5 Ways to Protect Web Forms from Spam - Without a CAPTCHA

If you’ve got a web contact form you’ve probably received your share of spam through it. Maybe it’s protected with a CAPTCHA to protect this. Unfortunately CAPTCHA can sometimes be hard to complete and put users off.

Here’s five things you can try to increase user engagement and reduce the spam being sent through a web form, without having to use a CAPTCHA.

How does contact form spam work, and how do CAPTCHAs prevent it?

Automated crawlers (bots) will trawl the web looking for contact forms. These are pretty easy to identify, just look for a form that has name and email fields, and probably also a message field. After finding a form, they put some data in all these fields and submit it.

CAPTCHAs work because they are hard for bots to fill out but “easy” for humans. Although as you’re sure to have experienced, they’re sometimes hard for humans too. Google’s reCAPTCHA is the one you’ll most likely recognise.

reCAPTCHA
reCAPTCHA in action. Is the top middle a statue or McDonalds’ Grimace in a tutu?

Their difficulty can lead to (potential) customers not bothering to fill in the form because the CAPTCHA is too annoying.

CAPTCHA stands for completely automated public Turing test to tell computers and humans apart.

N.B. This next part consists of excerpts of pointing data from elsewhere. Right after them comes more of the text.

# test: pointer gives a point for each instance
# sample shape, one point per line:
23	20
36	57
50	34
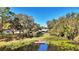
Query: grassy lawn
60	44
17	44
54	44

Luckily there are a few behaviours that bots exhibit that can let you identify them automatically. We’ll look at them on a conceptual level. There will be some code examples but they should be easy to adapt to your language of choice.

Bots are fast

Bots are designed to be quick. They can find, complete and submit a form in just a few seconds – much faster than a human normally world. You can take advantage of this fact and reject input that comes too quickly.

You can use a two-pronged approach to implement this, with protection on the both the frontend and backend.

On the backend, record the time that the page with the contact form was loaded. When the form is submitted, check that it has been more than ten seconds (or some other interval you choose) since the page was loaded. You can store this in the session or a signed cookie. For example:

# record the page load time in seconds from the epoch
request.session['page_load_time'] = int(time.time())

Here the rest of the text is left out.